Она обернулась. Фигура мужчины в белой рубашке и темных штанах оставалась неподвижной, лишь ощущался скользящий по обнаженной спине и ягодицам взгляд.
– Идем…
И тут же вскрикнула:
– Ой! Я на что-то наступила… Ой-ей…
Мо чертыхнулся, сбросил, разорвав пуговицы, рубаху, выпутался из штанов, побежал в воду. Он догнал ее, успевшую войти в воду по грудь, быстро, в три прыжка, поднял на руки, и она тут же обвилась ногами вокруг его бедер, словно спрут. Обняла за шею, прижалась щекой к его щеке, погладила по затылку.
– Ты не поранилась? На что наступила?
– Ни на что…
Тишина, плеск; секунда беспокойства.
Он выдохнул укоризненно, чуть раздраженно. Но рук не разжал. Просто держал ее, стоял, обнятый водой, молчал, пока его волосы нежно перебирали женские пальцы.
– Ты – провокаторша, Лана.
– Да. Но иначе нельзя…
Она давила на него и знала об этом. Но, если сейчас не додавить, то все напрасно, то снова настанет «просто танец». А у них не «просто танец», нет, – у них жизнь, которая идет сейчас и которая ожидает решения, принятого обоими. Ей хотелось поцеловать его, но еще больше хотелось, чтобы он сам поцеловал ее, чтобы отбросил сомнения, чтобы отдался этому моменту, как отдалась ему она.
– Потанцуй со мной…
Ей в щеку усмехнулись.
Мо принялся покачиваться, и успевшая нагреться вокруг их тел вода сменилась другой, прохладной. То слева, то справа, упруго массируя бока, устремлялись навстречу подводные потоки.
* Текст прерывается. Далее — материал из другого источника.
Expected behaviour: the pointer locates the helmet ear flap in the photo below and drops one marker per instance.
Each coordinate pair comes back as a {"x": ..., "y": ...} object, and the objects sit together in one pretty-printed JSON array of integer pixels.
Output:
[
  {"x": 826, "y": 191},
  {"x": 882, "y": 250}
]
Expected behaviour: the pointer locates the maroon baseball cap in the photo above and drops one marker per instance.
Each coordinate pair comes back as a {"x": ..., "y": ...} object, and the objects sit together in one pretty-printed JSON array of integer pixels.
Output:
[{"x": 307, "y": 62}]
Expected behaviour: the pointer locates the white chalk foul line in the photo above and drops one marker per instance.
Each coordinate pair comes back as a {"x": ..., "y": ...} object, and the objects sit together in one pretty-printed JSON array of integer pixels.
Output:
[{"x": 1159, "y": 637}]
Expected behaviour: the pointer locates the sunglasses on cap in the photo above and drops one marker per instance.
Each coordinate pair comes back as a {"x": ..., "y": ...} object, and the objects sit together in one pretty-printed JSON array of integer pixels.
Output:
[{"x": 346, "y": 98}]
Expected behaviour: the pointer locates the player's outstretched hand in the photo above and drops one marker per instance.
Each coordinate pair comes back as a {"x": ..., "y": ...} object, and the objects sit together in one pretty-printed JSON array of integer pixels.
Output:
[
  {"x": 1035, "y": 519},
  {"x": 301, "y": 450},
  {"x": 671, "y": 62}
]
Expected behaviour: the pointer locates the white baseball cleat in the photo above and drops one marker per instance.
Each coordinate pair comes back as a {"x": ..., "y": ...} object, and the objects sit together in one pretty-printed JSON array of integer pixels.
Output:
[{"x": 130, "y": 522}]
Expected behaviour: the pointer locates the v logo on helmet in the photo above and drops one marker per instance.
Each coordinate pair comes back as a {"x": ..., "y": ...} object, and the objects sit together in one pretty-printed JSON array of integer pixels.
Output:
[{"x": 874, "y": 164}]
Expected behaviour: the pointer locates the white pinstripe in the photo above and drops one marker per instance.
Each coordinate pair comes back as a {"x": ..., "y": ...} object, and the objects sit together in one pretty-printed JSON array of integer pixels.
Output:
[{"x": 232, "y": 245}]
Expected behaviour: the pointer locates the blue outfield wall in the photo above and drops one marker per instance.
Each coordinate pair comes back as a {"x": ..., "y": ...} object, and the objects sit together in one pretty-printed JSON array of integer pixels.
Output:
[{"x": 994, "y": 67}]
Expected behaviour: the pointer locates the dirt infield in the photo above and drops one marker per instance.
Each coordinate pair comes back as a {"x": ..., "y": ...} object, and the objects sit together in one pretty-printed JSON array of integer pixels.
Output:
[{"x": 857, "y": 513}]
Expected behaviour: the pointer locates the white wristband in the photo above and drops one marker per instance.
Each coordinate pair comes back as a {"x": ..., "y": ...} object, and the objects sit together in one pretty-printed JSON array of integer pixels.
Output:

Ночь, медленный танец в воде; промеж ее сосков притаилась «розетка» – звезда с ониксом посередине. Их счастье и их проклятье. Ее ягодицы поддерживали мужские ладони – будь он без плавок, ей в промежность бы уперлась твердая головка вставшего члена. Хотелось додавить до того, чтобы Марио разжал руки, позволил ей опуститься ниже, прямо на него… но нельзя. Нельзя так сразу, если не готов морально.
– Где ты научился так танцевать?
Вокруг них по поверхности, похожие на светлые пушистые водоросли, плавали ее волосы.
– Ходил в танцевальную школу. Всегда любил музыку.
Луна высвечивала абрис его лица; Лане не хотелось думать о других партнершах – теперь Мо только ее. Они встретились. И почему-то ему хотелось сказать так много, но еще больше хотелось поведать тишиной. Этим объятием, в котором они сделались одним целым, носом, сопящим в его щетину, биением собственного сердца.
– Позволь нам…
– Лана…
– Ты же чувствуешь то же самое, что и я.
– Это… непростое решение. К нему нужно прийти.
– Сколько ты будешь к нему идти – день, два? Неделю, месяц? У нас ведь целая жизнь впереди, да?
«Мы могли бы, – хотелось сказать ей, – не просто обниматься в этой воде, но любить друг друга. Дарить друг другу то, что могут дарить люди, – тепло, ласку, чувства…»
Не готов.
Она дрожала в его руках от возбуждения и обиды – мужчина, держащий ее, не чувствовал себя готовым… к ней?
Вода показалась ей холодной, а собственная нагота стыдной. Она предлагала себя тому, кто ее «не брал».
– Я слишком сильно давлю на тебя, да?
– Ты… упорная.
– Я просто честная.
«В отличие от тебя».
Она не любила слабых и сомневающихся, всегда хотела, чтобы мужчина проявлял решимость, чтобы убеждал, что готов за нее в огонь и в воду… И вот – они в воде. И она же разделила их больше, чем слила вместе.
Лана мысленно отлепила себя от Мо, отодрала вместе со слоем кожи. Наверное, ей что-то привиделось – так бывает. Красивое лицо, правильная энергия – правильная на первый взгляд. Верно, глубже есть что-то еще, возможно, несовместимое.